Thus, the main idea of ​​the story is the idea that the author tried to express.

What are the main thoughts?

The idea of ​​the story may be to express the importance of life values. These are deep stories. They emphasize the importance of patriotism, a healthy lifestyle, and truthfulness. There are also many humorous stories. Then you need to make it really funny. At the same time, you need to keep the main idea. After all, every joke has a meaning, which is conveyed in the story.

When studying a text, be it a fiction novel, a scientific dissertation, a pamphlet, a poem, an anecdote, the first thing the reader asks, going through words and sentences, is what is written here, what did the author want to express with a set of these particular words? When the writer has managed to fully reveal his plan, it is not difficult to understand it; the main idea of ​​the text is clear already in the process of reading, and runs like a leitmotif through the entire narrative.
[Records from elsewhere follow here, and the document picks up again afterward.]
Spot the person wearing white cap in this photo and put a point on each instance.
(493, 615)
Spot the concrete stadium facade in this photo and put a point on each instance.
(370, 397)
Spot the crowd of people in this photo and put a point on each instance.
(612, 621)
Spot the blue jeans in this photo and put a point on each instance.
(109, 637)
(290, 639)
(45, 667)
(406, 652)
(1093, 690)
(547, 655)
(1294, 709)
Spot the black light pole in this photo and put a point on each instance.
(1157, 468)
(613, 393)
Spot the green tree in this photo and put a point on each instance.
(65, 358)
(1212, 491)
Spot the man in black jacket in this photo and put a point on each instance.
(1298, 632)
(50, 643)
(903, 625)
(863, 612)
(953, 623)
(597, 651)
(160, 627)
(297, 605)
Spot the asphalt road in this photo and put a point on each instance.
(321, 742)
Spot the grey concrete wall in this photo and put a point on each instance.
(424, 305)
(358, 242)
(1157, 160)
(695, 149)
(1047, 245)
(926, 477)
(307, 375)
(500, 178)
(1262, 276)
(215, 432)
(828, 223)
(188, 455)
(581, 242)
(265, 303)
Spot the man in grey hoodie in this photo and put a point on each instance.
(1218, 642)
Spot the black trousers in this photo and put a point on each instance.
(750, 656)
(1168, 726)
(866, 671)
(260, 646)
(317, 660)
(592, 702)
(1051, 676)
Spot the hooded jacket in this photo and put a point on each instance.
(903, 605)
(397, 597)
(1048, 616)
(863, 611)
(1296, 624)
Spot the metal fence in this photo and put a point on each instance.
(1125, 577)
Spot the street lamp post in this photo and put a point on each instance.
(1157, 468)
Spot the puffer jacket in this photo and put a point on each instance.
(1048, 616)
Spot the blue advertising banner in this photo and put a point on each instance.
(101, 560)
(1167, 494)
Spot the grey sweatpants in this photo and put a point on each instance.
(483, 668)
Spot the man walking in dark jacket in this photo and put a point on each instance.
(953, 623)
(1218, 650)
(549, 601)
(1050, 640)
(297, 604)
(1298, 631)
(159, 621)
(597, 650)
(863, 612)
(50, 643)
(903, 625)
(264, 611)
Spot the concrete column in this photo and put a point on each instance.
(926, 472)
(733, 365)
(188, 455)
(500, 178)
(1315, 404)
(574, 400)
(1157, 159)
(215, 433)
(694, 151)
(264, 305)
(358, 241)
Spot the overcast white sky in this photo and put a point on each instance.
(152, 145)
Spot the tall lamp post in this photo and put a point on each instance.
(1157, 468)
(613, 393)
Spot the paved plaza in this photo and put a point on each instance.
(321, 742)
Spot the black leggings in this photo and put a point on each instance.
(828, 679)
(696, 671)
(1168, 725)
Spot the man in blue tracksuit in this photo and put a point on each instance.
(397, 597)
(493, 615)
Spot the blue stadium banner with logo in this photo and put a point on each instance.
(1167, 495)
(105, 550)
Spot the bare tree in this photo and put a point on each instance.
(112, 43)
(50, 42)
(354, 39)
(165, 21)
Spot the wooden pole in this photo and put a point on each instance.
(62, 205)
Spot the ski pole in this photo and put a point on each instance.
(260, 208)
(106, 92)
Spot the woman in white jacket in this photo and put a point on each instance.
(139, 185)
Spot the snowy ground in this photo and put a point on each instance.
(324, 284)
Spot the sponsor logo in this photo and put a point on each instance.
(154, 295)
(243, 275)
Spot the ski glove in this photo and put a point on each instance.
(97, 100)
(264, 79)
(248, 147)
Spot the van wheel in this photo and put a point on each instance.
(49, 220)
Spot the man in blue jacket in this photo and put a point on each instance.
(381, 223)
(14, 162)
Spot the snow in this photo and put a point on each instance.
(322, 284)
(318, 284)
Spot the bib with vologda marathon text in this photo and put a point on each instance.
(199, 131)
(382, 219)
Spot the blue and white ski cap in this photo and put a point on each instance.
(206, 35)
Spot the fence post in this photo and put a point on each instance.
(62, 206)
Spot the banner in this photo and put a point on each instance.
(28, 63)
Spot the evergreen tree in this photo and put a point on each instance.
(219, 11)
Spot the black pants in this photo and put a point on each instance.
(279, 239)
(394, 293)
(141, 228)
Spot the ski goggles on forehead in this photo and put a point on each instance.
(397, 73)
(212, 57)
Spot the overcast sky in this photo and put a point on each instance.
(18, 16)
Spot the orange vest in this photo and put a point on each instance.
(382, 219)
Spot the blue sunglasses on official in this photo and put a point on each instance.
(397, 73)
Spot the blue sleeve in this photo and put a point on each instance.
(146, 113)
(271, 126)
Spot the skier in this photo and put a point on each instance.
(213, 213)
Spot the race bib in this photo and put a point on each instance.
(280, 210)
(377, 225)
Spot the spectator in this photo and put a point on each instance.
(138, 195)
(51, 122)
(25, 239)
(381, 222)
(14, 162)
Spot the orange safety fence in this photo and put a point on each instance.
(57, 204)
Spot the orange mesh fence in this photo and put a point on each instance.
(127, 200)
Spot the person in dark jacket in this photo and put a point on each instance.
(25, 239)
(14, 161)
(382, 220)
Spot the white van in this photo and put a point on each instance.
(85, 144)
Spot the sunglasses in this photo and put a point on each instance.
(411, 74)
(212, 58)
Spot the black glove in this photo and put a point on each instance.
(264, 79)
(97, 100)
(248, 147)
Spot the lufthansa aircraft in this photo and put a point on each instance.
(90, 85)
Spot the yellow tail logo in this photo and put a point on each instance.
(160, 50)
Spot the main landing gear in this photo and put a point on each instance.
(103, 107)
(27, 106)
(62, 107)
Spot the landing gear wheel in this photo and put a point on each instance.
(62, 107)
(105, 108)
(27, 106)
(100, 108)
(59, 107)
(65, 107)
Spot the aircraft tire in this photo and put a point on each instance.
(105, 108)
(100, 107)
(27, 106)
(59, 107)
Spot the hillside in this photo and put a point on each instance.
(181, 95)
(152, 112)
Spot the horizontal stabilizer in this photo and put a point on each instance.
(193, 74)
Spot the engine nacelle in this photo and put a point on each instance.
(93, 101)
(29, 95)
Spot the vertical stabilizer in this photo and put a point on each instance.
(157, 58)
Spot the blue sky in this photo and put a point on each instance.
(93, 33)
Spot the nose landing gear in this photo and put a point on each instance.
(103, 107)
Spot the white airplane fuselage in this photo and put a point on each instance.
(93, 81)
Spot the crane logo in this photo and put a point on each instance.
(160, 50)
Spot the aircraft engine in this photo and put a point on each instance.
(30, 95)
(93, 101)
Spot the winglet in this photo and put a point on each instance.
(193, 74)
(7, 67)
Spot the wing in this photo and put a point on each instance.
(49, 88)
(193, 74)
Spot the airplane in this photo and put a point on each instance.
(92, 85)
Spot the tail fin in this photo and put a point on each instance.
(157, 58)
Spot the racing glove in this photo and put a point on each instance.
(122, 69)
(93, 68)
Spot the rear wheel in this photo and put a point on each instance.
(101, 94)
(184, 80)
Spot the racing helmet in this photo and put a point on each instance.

But when the idea itself is ephemeral, and even expressed not literally, but through metaphors and figurative descriptions, it can be quite difficult to understand the author. Each reader will see in the main idea of ​​the text something of his own, close, depending on his worldview and level of position in society. And it is very likely that what the reader learns and understands will be far from such a thing as the main idea of ​​the text, which the author himself tried to put into the work.

The importance of defining the main idea

In most cases, the general impression is formed even before the last phrase is read, and the high ideas of the writer with which he set to work remain incomprehensible or completely unknown. In this case, it is very difficult for the average person to understand the delights of his friends or the positive reviews of respected experts on this work. Bewilderment over the fact that someone found something special in him, and someone did not, can, at best, puzzle, at worst, create a certain The latter concerns especially impressionable readers, and there are many of them. It is worth paying special attention to works that have caused polar reviews and understanding what caused these impressions.

It is necessary to determine the main idea of ​​the text. How to do it? To begin with, you should answer a few questions: “What did the author want to express and convey to the reader in his work, what made him take up the pen?” It is possible to determine the tasks that a writer, journalist or publicist set for himself based on a comparison of the time the text was written and the time where the author transferred the events described in it.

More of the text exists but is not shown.